Is it possible to deflect a bullet?

Deflective Shielding: Possible?

From what I read, would you like armor that deflects projectiles based on angled or sloped armor? Although such armor has been used in tanks and other armored vehicles since it first appeared on the battlefield, I don't feel that you can apply this principle to personal armor just as easily. Tanks fight their opponents in a predefined orientation. You never stand upside down, lie down, roll around, etc. (At least hopefully not.) Thus, one of the great advantages of sloping armor is lost. Sloping armor increases the thickness without increasing the thickness of the armor itself.

If I deflect your projectile, where will it be deflected? Having a metal plate on my chest that deflects bullets straight up into my head and neck isn't ideal. However, I fixed this problem by adding shielding in these areas.

Since I can't guarantee what angle your projectiles will hit me from, I'll have to make my armor thick or curved all over instead of sloping. So I think we need to start thinking archaically and looking at traditional plate armor designs.

Plate armor is designed not only to stop incoming blows but also to deflect them. You will notice a general trend in this armor towards rounded and conical shapes designed to distract swings rather than taking them straight. Traditional plate armor, however, died from the gun. This was not because the design was flawed, but because the materials available simply couldn't withstand the force of a bullet.
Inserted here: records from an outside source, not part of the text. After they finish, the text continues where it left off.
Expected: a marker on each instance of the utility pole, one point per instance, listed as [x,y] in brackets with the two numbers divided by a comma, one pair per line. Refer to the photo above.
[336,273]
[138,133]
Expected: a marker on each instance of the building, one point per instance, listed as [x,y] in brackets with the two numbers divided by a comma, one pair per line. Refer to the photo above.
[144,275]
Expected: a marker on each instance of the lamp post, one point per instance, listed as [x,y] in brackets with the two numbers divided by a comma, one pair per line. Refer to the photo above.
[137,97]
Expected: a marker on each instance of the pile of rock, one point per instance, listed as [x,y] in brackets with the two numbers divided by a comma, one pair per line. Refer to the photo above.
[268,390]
In your question, you mentioned that this is 100 years in the future. It's not that we don't have the materials to make this armor yet, AR500 for example, it's a weight problem. However, your timeframe fixes this for us. If you're not against the idea, robotic exoskeletons solve almost every problem there is when it comes to armor. They increase the mobility of the wearer in the armor and essentially remove weight restrictions.

Although fictional, I think the design of this armor checks many of the boxes. It generally has rounded armor shapes, a shield around its neck for protection from bullets deflected by the breastplate, and appears to be supported by an exoskeleton beneath the armor coating.
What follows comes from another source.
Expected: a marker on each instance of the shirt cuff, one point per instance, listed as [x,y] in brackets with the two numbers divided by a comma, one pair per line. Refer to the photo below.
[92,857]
I would have put this right in the answer, but it's not an https link so I can't.

Helmets now allow you to make better use of traditional armor designs because the orientation of the head relative to the incoming fire is relatively predictable. Thus it is possible to place an inclined armor plate over the wearer's face. Additionally, you may want to investigate designs that incorporate something similar to a rear shield to protect yourself from deflected projectiles entering the wearer's neck.

An example of a helmet with a rear shield.

Interestingly, this design carried over to more modern designs like the German steel helmet from WWII.

Hope at least part of it was useful. Have a good one.


I have to answer a small part of this Not agree: offers sloping armor no additional armor thickness for a given weight is a common misconception. In order for a given volume to be trapped, an inclined armor plate must be longer by a factor equal to the additional protection it provides, resulting in a net protection to weight equivalence. Angled armor is used primarily for its increased resistance to shaped charges (e.g. HEAT) and its greater likelihood of deflecting high velocity projectiles through geometry, but does not save weight.


That's true, I probably should have found a better picture. I just picked one that illustrates the main point, which is the deflection ability and the increased thickness. I can change the answer to reflect this if I find another picture that illustrates this point.